How The Shutdown Is Affecting College Application SeasonPosted: October 7, 2013 | |
October has never been kind to those applying to college – or students in college and recent grads of college, for that matter. For the applicants, October is the frenzied time that essay-writing, SAT-taking and financial-aid-number-crunching reach peak volume; for the students, it’s midterm season; for the recent grads, it’s just about time to start repaying any student loans. This October, the government has added an additional layer of chaos: it went and shut itself down, leaving 800,000 federal workers furloughed and dozens of federal websites and resources unreachable. Meanwhile, the first round of Early Decision applications is due on November 1.
Cue the panic in 3, 2…
“The anxiety meter for this time of year isn’t showing any difference from levels in non-shutdown years,” said Kal Chany, author of the Princeton Review’s Paying for College Without Going Broke. “If you’ve been in a media blackout for the past week and haven’t realized the government went into shutdown, you probably wouldn’t’ notice any difference if you went online to apply to aid, to submit a payment, etc.”
It’s a bit shocking, but true: numerous sources confirmed that while the Department of Education’s College Navigator tool is down, parents and students are staying level-headed. Or at least, as level-headed as they normally are this time of year.
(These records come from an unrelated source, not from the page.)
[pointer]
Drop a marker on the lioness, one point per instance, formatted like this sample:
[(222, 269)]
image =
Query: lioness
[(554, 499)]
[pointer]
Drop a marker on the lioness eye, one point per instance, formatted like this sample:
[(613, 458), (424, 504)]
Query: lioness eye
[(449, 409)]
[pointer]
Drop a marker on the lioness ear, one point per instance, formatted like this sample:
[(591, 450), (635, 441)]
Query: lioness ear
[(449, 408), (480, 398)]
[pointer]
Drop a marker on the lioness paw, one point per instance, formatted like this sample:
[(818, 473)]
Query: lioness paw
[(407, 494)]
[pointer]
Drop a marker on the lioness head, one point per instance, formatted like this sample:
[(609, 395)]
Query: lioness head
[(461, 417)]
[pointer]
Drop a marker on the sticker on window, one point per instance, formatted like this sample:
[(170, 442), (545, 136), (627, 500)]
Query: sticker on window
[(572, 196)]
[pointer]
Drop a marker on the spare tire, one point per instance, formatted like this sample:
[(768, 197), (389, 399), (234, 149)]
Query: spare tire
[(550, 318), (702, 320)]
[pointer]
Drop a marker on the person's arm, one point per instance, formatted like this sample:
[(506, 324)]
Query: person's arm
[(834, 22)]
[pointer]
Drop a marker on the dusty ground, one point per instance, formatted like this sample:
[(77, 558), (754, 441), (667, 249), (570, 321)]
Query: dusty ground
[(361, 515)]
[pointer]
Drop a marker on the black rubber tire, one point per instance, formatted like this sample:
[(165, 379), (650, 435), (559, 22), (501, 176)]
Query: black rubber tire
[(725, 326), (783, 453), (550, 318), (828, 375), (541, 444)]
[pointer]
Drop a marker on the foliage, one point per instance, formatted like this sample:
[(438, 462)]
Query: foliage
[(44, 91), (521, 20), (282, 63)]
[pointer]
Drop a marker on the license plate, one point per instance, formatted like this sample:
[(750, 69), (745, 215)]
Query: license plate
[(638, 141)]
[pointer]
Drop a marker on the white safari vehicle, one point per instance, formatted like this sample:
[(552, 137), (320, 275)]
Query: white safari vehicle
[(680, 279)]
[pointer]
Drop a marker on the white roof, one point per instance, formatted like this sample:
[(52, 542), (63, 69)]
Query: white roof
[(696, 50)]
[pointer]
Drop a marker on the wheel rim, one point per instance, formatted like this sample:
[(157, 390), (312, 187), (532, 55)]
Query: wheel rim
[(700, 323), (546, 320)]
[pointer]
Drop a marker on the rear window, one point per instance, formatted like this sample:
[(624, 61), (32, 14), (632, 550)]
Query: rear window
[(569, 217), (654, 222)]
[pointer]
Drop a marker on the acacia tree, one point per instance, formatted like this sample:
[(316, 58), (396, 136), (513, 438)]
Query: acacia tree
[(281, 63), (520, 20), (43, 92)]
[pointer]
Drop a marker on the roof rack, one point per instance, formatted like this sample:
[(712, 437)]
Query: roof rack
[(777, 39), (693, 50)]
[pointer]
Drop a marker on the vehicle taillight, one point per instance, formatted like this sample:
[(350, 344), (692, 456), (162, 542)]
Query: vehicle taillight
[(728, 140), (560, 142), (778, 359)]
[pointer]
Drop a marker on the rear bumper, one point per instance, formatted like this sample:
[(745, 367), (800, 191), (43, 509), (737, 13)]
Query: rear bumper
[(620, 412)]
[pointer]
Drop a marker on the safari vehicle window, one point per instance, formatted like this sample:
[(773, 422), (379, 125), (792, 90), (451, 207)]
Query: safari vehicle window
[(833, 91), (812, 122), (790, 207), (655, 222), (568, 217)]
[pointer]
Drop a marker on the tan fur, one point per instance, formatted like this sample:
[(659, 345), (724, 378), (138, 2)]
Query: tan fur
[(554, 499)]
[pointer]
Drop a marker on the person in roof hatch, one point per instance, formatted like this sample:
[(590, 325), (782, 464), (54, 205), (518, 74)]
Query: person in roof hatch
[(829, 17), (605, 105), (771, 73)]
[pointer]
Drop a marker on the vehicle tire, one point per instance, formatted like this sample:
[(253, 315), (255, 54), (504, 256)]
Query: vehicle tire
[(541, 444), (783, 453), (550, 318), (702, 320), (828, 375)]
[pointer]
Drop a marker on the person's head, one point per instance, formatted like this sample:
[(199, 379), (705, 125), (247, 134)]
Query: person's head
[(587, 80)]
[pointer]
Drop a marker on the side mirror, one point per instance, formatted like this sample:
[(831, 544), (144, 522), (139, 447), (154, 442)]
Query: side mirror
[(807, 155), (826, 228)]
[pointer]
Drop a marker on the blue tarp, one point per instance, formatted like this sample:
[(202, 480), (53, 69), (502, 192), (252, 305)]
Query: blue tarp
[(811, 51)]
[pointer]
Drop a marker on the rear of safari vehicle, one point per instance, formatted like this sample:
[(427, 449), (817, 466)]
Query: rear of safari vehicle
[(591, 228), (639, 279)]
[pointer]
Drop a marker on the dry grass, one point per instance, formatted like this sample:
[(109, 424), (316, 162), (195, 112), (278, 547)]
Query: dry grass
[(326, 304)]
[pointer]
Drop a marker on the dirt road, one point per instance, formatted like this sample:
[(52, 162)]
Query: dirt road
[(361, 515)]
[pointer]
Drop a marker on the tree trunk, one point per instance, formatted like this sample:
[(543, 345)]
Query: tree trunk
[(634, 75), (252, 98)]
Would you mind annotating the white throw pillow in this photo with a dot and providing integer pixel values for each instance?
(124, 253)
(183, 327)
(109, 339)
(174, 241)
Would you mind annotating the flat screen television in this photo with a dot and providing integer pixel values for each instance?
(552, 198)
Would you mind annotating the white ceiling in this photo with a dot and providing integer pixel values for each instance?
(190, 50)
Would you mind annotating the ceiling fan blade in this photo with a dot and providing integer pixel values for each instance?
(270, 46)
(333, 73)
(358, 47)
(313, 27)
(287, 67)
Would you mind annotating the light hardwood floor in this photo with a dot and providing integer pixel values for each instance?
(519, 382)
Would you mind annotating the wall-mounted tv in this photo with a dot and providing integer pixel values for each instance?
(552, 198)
“You can just see it in the parents’ eyes – now it hits,” Chany said, noting that what’s hitting is more the enormity of applying to and paying for college, and less the fact that the government isn’t functioning at the moment. This is in large part because the most important application tools and resources – like the Common App, CollegeBoard (which administers the SAT) and the Federal Application For Student Aid (FAFSA) – are up and running as normal.
“I can confirm that there’s very little impact to students, parents or borrowers who are aid recipients or researching options about becoming one,” said Chris Greene, a Department of Education spokesperson, emphatically adding that students currently in school and depending on a loan disbursement will get their money.
“From an application point of view, we don’t rely on the feds for anything and we’re humming along,” said Rob Killion, executive director of the Common App.
“Based on current information, we do not anticipate that the government shutdown will affect the national SAT exam administration this Saturday, October 5, 2013,” said CollegeBoard in a statement, surely crushing the hearts of high school juniors and seniors across the country.
You heard them: the FAFSA is up and running. The Common App is fine. The SATs are going forward as scheduled. Even borrowers who owe payments aren’t getting a break.
“Of high priority is the servicing of students loans and collection of defaulted loans,” said Mark Kantrowitz, a student aid expert and senior vice president and publisher at Edvisors.com. “Loans will still get collected.”
If there are any disruptions to normal college and college aid proceedings, experts say it will come if the shutdown lingers for a long while, or if the government fails to raise the debt ceiling. And even then, it’s the colleges that would feel the brunt of financial sting, not parents or students.
“It’s not that the students wouldn’t get the money, it’s that the flow of the money from the Department of Education to colleges would be affected. Colleges would then have to float the department a no interest loan,” Kantrowitz said. He noted that in the event the shutdown drags on for months and months, students who depend on aid amounts that cover more than tuition and use the excess federal aid to pay for books and other expenses won’t see that excess amount.
“Typically if you receive a Pell grant and other aid that exceeds [the school’s] fees, the rest is refunded to you to pay for other expenses. If the college doesn’t receive government funding, they’ll float a check for tuition, but they’re not required to make a disbursement until they receive the funds,” Kantrowitz said.
Unfortunately, this isn’t to say that everyone is completely unaffected in the short term. In fact, the group that needs the most support is getting the shortest end of the shutdown stick: Because the government is not running, Tuition Assistance for active military members is not available. For schools like American Military University, this spells trouble.
“Things have been quite confusing and hectic,” said Jim Sweizer, vice president for Military Relations at AMU. “All of the schools that serve the military are in limbo waiting for the government to pass a budget. At some schools that have had class start dates already, soldiers were forced to drop classes because government is dropping students from the GoArmy system.” Sweizer noted that other active service members who have Tuition Assistance forms pending don’t yet know what will happen to those forms. And without Tuition Assistance, active military members can’t pay for class, unless they want to pay out of their own pocket.
However, Sweizer is clinging to a shred of hope that the shutdown will end on Monday at midnight.
“Soldiers won’t be dropped [from classes] until midnight Monday. If something is passed over the weekend, they should be okay at our school,” he said. “There’s still hope for us or any school that has a course that started Monday and beyond.”